Conducted by industry lobby group Queensland Resources Council, the survey took anonymous responses from 1832 workers in Queensland.
Around 66 per cent of respondents were employed under FIFO arrangements, while the remainder were employed in residential roles.
QRC chief executive Michael Roche said 82 per cent of those surveyed indicated they would not want to change their accommodation arrangements.
"Workers living residentially, close to mines for example, are very happy with that arrangement," Roche said.
"But equally workers who undertake long distance commuting by car, bus or plane are equally committed to their arrangements."
17.4 per cent of workers said that they did want to change their accommodation arrangements.
“What we see from this survey conducted by URS Australia is that the majority of Queensland resource sector workers are happy with their current arrangement either to live either in towns with proximity to their work or live further away and commute by car, bus or plane,” Roche said.
“But the important message from workers is that they want to have the choice and they don’t want that choice taken away from them.
“There’s no one-size-fits-all approach to worker accommodation.
“The concern of the industry is if that choice of accommodation was taken away, the resources sector would lose access to a considerable proportion of its skilled workforce.”
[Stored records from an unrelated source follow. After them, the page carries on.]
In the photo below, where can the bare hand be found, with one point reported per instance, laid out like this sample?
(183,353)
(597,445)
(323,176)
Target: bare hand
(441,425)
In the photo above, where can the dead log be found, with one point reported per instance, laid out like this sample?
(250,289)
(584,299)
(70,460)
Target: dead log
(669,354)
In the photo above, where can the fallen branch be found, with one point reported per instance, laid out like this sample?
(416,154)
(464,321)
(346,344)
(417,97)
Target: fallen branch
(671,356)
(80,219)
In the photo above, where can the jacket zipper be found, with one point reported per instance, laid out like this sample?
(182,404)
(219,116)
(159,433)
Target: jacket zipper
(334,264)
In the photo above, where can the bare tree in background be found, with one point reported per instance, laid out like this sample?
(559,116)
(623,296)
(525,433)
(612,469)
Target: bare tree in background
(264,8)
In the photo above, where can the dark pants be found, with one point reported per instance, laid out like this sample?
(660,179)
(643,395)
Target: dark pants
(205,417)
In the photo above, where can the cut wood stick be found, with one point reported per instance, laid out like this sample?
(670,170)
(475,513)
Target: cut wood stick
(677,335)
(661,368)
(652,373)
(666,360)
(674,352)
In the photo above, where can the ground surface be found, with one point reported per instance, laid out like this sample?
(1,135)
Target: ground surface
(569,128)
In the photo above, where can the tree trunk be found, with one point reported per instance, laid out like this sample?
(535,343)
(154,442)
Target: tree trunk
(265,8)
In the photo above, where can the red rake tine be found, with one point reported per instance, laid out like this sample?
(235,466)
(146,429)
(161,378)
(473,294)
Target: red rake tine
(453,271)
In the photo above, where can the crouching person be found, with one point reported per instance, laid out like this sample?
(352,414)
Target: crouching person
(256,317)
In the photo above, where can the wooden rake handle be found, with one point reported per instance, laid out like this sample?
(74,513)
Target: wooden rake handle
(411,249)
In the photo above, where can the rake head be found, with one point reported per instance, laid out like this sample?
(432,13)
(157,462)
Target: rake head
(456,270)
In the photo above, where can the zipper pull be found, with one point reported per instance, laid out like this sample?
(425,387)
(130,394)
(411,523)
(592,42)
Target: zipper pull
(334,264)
The results of the survey will be submitted to the Queensland parliamentary inquiry into fly-in, fly-out work practices.
The survey included questions which asked respondents to self-assess their mental health, returning statistics of 16.8 per cent of residential workers saying their mental health was “excellent” while 15.5 per cent of non-residential workers said the same.
Nearly 15 per cent of non-residential workers rated their mental health as poor to fair, while 16.6 per cent of residential workers said the same.
The published QRC report has not documented any information about the different roster compressions worked by respondents, however Australian Mining has asked QRC if that information was taken in the survey.